La suspension soudaine de l’animateur Jimmy Kimmel par la chaîne ABC soulève une vague d’indignation et de préoccupations quant à la liberté d’expression aux États-Unis. Loin d’être le fruit d’un scandale ou de propos haineux, cette décision découle d’un monologue jugé dérangeant par l’entourage politique de Donald Trump, notamment dans le contexte du meurtre de Charlie Kirk.
Jimmy Kimmel, figure emblématique des talk-shows de fin de soirée, a simplement souligné dans son émission que des acteurs politiques tentaient de récupérer l’événement à des fins partisanes, à un moment où peu d’informations étaient disponibles. Une prise de parole modérée, mais qui a suffi à déclencher des représailles politiques.

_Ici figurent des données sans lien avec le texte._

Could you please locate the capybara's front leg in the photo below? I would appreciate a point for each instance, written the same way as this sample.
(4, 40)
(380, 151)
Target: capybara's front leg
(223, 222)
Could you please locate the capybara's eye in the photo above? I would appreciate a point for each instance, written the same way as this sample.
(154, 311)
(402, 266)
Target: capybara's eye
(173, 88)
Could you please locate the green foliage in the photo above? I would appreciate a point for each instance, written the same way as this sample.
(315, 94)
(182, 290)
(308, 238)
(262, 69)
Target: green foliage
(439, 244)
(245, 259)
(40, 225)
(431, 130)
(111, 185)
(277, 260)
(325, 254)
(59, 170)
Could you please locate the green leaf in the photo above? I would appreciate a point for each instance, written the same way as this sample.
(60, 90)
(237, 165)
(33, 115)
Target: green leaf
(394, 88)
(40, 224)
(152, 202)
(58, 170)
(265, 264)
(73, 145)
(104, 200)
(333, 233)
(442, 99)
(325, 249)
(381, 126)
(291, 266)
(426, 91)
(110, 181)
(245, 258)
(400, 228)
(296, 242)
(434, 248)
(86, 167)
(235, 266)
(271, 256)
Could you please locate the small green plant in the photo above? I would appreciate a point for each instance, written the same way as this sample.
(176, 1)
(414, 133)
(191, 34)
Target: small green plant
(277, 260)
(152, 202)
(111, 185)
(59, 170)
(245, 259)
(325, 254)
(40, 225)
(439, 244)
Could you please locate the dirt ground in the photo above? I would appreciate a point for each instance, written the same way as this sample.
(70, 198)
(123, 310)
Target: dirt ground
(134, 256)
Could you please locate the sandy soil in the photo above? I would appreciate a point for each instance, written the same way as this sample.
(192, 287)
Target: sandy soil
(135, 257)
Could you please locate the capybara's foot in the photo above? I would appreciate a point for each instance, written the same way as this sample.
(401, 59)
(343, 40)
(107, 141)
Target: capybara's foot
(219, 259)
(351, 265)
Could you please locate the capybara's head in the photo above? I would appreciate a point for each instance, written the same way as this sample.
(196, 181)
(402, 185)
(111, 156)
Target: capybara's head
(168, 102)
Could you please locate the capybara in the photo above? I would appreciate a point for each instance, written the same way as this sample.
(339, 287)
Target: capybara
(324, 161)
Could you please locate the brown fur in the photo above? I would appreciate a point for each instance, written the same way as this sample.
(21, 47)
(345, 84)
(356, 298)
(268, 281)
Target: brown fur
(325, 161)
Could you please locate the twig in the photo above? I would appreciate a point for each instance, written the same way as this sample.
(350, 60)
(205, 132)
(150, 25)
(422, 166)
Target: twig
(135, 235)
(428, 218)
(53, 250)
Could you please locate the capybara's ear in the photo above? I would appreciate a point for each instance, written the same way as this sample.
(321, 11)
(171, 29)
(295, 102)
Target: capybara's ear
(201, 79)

Pressions politiques directes
Deux jours après la diffusion de ce monologue, le président de la FCC (Federal Communications Commission), Brendan Carr, un proche de Donald Trump, a publiquement menacé de sanctions les diffuseurs de Kimmel. Intervenant dans un balado aligné sur la mouvance trumpiste, Carr a évoqué des «punitions réglementaires» à l’égard de Disney (propriétaire d’ABC) et des stations diffusant l’émission.

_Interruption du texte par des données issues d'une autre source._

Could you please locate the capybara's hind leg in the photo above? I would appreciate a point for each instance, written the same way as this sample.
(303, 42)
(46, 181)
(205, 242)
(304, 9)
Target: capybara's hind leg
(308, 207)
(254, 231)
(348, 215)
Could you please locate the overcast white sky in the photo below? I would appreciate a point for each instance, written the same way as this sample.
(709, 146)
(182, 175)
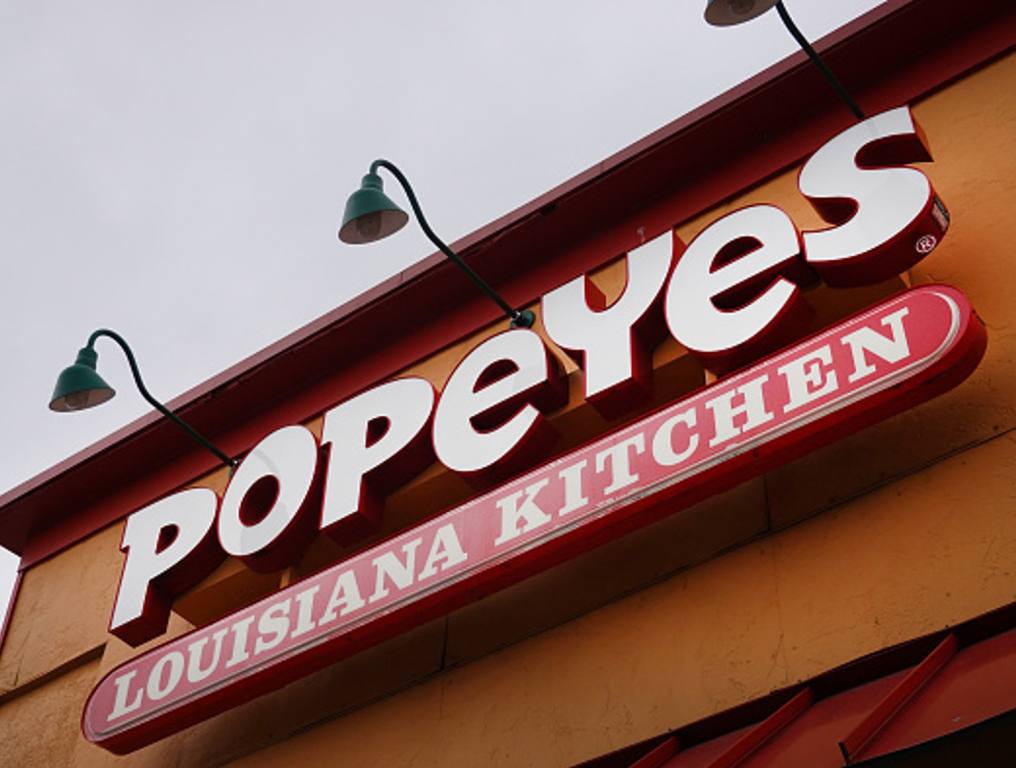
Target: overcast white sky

Face à ces menaces, ABC a décidé de suspendre l’animateur, cédant à une pression politique rarement observée dans une démocratie occidentale.
Une attaque contre les contre-pouvoirs?
Pour plusieurs observateurs, dont l’analyste politique Philippe Léger, il s’agit d’un épisode préoccupant dans une tendance plus large de remise en question des institutions indépendantes. «On assiste à une forme de censure d'État, exercée par ceux-là mêmes qui se présentent comme les défenseurs de la liberté d’expression», souligne-t-il.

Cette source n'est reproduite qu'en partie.